The Camel

When I was a kid, the arrival of our cousins was a festive occasion. We lived eight miles out of town, and we tended to spend our time focussed close to our own farm. But when cousins came, anything was possible. We might go hunting, climb a mountain, visit the creek bottom, or shoot off illegal fireworks. If the uncle who was a Seattle detective was visiting, we might get to shoot his handguns into the clay banks at the top of our road.

There was one time when some cousins arrived that we decided to take a hike, to visit the coulees at the top of the hill where water (a magical thing in the desert) poured forth to form a stream that wound through the eastern end of our farm. These coulees were Mystery; they were Natural Wonder. Here you could sit and count layer after layer of clay deposited in some ancient lake or flood. There was even a layer of cobbles a few feet down from the top: remnants of an Ice Age flood that scoured Eastern Washington clean of prehistoric fossils.

On the hike we took that afternoon, we found a curious round stone protruding from the soil. Cousins crowded in on the discovery, and we began the excavation with something less than scientific precision. Soon it was clear that there was a skull emerging from the soil. Somebody was sent off to alert the parents, and within a half an hour my father had arrived.

The site lay beside the Milwaukee Road tracks. My father, inspecting the discovery, determined that somebody’s cow had strayed in front of a train, and the evidence had been buried. He never let on that the cow in question might well have been his own.

In this same coulee, sometime in the 1950s, my father had helped a scientist from Central Washington State College unearth the remains of a camel.
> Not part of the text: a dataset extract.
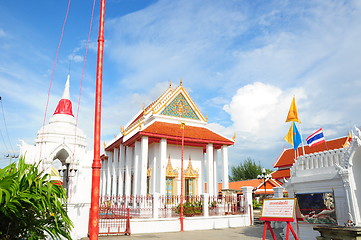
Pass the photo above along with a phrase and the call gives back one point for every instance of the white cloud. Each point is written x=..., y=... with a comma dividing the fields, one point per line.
x=2, y=33
x=258, y=112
Ever since that time, my brothers and I had believed that there were curious Ice Age fossils to be exhumed at our leisure. We spent hours (well, it seemed like hours) inspecting the pebbles at the base of clay runnels, looking for fish vertebrae and other fossils. It amazed us to find fish vertebrae in the heat of an arid desert. What we didn’t realize is that everything we found was eviscerated: nothing was intact. Years later I discovered the hefty remains of a leg joint of a bison, broken off clean and petrified. We didn’t realize it at the time, but we were living on a graveyard.

Our home lay on the slope lying beneath a shoreline terrace of an ancient Ice Age lake. Not only that, but our home lay in the van of a mountain that opposed the rush of Ice Age floods. Those layers of silt and clay and cobbles had been deposited by successive floods during the Ice Age, a trivial bit of knowledge that a scientist named Bretz had proposed at the risk of ruining his career. We found chips of bone in our home yard, blackened vertebrae from fish or other unidentified animals, even chips off of the shells of turtles, on the hills behind our farm. My father praised J. Harlan Bretz…and we thought he might be somewhat deranged.

But since that time, I have often imagined what it must have been like for people–yes, people were here when it happened–to stand on top of Saddle Mountain and watch that devastating flood occur. The waters would have moved as fast as an automobile, preceded by a windstorm and the rumble of destruction. The valley would have quaked. The waters, dashing against the mountainside, would have excavated trenches at the base of the hillside, causing the mountain to collapse into the maelstrom. There would have been quakes, windstorms and destruction. Where high water left its mark, you would find dismembered animals–fish, mammals and reptiles—mingled in senseless repose. It was those remains we found in the clay runnels of the hillside above our farm.

So where did the camel come from? I don’t know. If the skeleton had any sort of cohesive structure, it must have wandered into the area to die well after the Ice Age flood. Bretz’s flood took place at the end of the Ice Age, when Glacial Lake Missoula spilled out in catastrophic  torrents to trench the fertile plains of Eastern Washington. And it occurred time and time again, according to the latest Ice Age news.

The discovery of that “camel” that was actually a cow marked the beginning of intellectual challenge for me. I was so convinced that we had found something a scientist would be interested in! From that moment, the shape of the hills, the layers of clay and rubble, the ground out canyons and channels that baked in a relentless sun…all had a different meaning for me. I began to piece together the geological history of Eastern Washington and to look for evidence to support that paradigm. So far, nothing else has seemed so likely as the floods Harlan Bretz first theorized.